Not only does staging your home make it look appealing to potential buyers, but it also gives you a chance to lock-up valuables. Don’t use valuable furnishings or heirlooms to stage, though. Instead, store expensive accessories, artwork, appliances, electronics, jewelry, handheld devices and valuable collectibles in an offsite storage location. Remove prescriptions from your medicine cabinets. Take extra garage door remote devices with you.
Store and lock or remove personal information that shows social security numbers, such as tax forms or passports. Don’t forget bank statements, financial account information or your checkbook.
Focus surveillance cameras on hiding places for valuables.
If you don’t have time to store valuables at a site away from your home, make sure video cameras are trained on the areas where you store these items. This is not the time to hide the cameras–instead, make it obvious those cameras are working and recording anyone who attempts to steal these things.

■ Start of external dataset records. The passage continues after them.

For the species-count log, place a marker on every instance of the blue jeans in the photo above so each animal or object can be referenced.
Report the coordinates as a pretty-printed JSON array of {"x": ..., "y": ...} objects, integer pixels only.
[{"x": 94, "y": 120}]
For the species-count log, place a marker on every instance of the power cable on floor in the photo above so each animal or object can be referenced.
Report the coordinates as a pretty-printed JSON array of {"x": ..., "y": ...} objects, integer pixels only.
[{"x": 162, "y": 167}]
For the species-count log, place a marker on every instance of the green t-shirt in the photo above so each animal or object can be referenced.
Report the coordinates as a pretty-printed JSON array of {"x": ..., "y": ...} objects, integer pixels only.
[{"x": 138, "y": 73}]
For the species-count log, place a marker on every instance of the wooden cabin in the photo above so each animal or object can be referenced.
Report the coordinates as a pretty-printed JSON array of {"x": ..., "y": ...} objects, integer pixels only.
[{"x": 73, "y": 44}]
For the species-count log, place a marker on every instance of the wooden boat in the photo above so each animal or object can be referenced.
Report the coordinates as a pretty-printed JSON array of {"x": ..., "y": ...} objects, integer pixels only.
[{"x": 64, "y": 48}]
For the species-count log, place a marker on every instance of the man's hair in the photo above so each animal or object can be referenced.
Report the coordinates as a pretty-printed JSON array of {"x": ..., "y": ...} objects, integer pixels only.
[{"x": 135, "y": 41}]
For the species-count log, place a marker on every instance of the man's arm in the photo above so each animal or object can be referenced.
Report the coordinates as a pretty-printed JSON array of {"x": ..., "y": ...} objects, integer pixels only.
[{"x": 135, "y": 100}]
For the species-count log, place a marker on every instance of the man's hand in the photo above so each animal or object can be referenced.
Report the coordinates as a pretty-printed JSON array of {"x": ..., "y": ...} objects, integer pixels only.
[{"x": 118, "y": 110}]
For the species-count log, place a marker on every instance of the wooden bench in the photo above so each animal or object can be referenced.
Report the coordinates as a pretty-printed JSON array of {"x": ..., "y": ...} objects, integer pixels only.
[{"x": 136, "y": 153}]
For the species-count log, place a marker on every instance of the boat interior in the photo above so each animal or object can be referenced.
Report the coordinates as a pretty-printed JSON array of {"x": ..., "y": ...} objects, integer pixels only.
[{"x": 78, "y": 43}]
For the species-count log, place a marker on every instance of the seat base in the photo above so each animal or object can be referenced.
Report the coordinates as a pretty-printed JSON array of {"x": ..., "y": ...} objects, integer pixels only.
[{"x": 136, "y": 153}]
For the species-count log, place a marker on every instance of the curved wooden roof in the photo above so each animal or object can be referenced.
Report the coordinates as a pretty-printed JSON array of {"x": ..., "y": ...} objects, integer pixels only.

Use listing photos wisely.
Avoid displaying valuables or high end furnishings in open house announcements and listing photos. This includes entertainment equipment, a garage full of sporting goods and tools or your home office with all of its high tech gear and personal documents.
Use monitoring signage.
Strategically place signs indicating you have an alarm system in place. Call Froula Alarm to obtain signs for properties we monitor.
Insist on registration.
Require all open house guests to sign in before they enter your home. Ask for their name and contact information.
Keep a head count.
Ask your agent to keep track of how many people come and how many leave to make sure no one hides in your home in order to rob the place after everyone leaves.
Ask for assistants.
Ask your realtor to bring help to keep an eye on each floor of your home or to station assistants in areas of the home that are far from the main rooms. Station assistants near doors other than the main entrance.
Arm the alarm immediately after the open house ends.
When the open house is finished, ask your realtor to arm the alarm before leaving. This could help deter burglars from returning to the home later and breaking in. Make sure all sliding glass doors, side entrances and windows are securely locked.
Use your smartphone.
Once you know the realtor has locked up your home and turned on the alarm, use your smartphone to turn on some lights and the TV or stereo. This makes it look like someone’s in the home, another way to deter would-be thieves.